Which it did…. Jen and I both agreed that Episode 9 is where it went off the rails: I think we both scooted forward on the couch and yelled, “What?!” at the television and then immediately texted each other. So, here’s what I would change:

  • The amnesia thing. Honestly, I don’t think the show needs it. I think in all our lives enough realistic obstacles pile up over 20 years to the potential rekindling of any first loves that we don’t need to sandbag the situation. For example, the fight Yae and Haru have over her liberal college friends snobbery toward him when he visits on leave from the SDF, and her failure to defend him, is realistic, savage, and heartbreaking enough on its own; in it, we fully feel the way life is pulling them apart against their wills. And again when they meet again in the future, Haru has washed out of piloting due to a bad back and has a fiancée; Yae, meanwhile, is broke, humiliated, and depressed after divorcing her wealthy husband and losing custody of her kid to her poisonous in-laws. That’s enough to overcome without the deus ex machina of the amnesia. Now, it’s true there are all those poignant apology letters that Haru writes to Yae after the fight, which her mom intercepts because she doesn’t want Yae to remember Haru and end up as she did–running off with an adventurer who will get her pregnant and dump her. But we could still keep the letters without the laughable conceit that somehow they are the only thing that would restore Yae’s memories of Haru. And getting rid of the amnesia trope would solve SO many other leaps of logic and inconsistencies that plague the end of the series, like….

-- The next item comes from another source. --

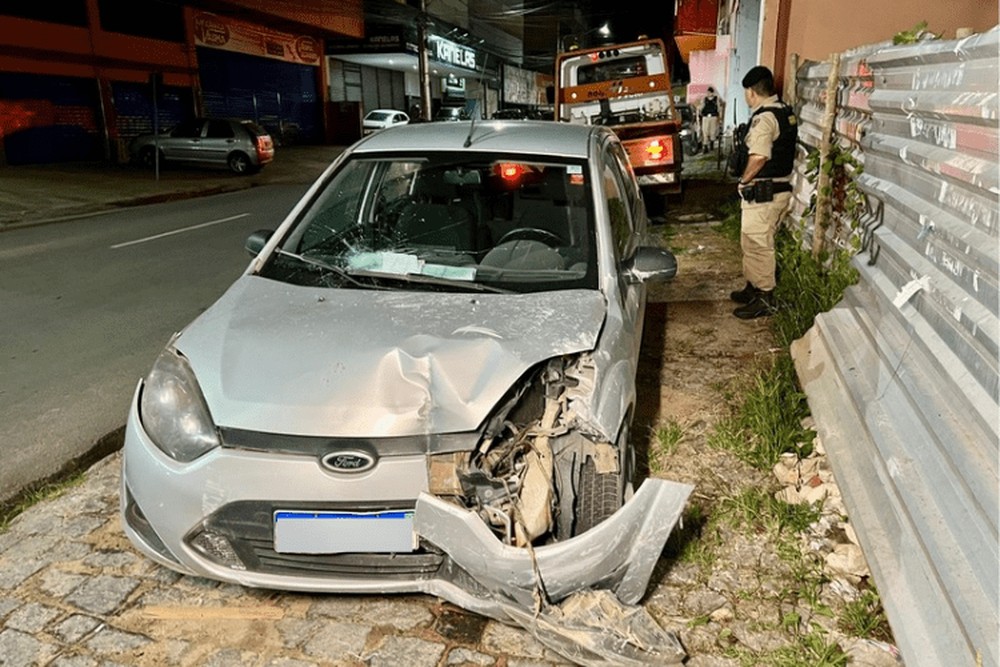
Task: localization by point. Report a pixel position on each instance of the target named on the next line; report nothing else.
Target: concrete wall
(817, 28)
(902, 375)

  • The scene that made Jen and me shout at the TV, which plays out in Ep. 9. Haru has at last broken up with his financée, and Yae has finally remembered Haru, and she invites him to the café where they first had Napolitan together to confess…and he just gazes mournfully at her through the window (which she somehow doesn’t notice) and then walks away and leaves Japan. I’m sorry, WHAT? The sheer illogic infuriates on its own, but it doubles when you realize you can practically *see* the writers’ room scrambling to figure out how to throw a final dogleg into the leads’ journey to happiness so they could drag out the drama for another 2 episodes. Lazy. Awful. Needs to GO.
  • The series ending is no great shakes, either. Yae and Haru end up running a private little air service in Iceland together where he’s the pilot and she’s the flight attendant. Yep, you read that right, Iceland. I think the writers just did that b/c it was a popular destination for Japanese tourism at the time, like Spain was for Koreans a few years prior (cf. “Memories of the Alhambra,” “The K2,” etc.). I just…can’t with that ending. If they do get together, which I fully realize is the expectation in this genre, it needs to happen more believably and organically. But honestly, I think it would be a better ending, and would honor the rich, complex writing that characterized the first half of the series better, for them *not* to end up together. IMHO Haru needs to realize that his attachment to Yae wasn’t about her but about all his unfulfilled fantasies (to make amends, to recover from his back injury and start piloting again, to be the good guy for once); meanwhile, Yae needs to stop valuing herself against other people’s standards (society’s, her terrible in-laws’, her son’s, her absent dad’s, Haru’s). I’d like to see the leads remain friends and lean on that support to realize their dreams independently: him as a pilot or a high-school teacher, maybe, b/c he’s great with kids; her as a restaurant owner (b/c she’s a great cook) or a travel agent, or heck, a flight attendant if that’s what she really wants for herself and not just what her society told her pretty girls should grow up to do. The letter trope could reenter at that point as a nice callback to clue us in about these developments and to give us a sense of closure. After all, you don’t have to stick with your first love for it to stick with you.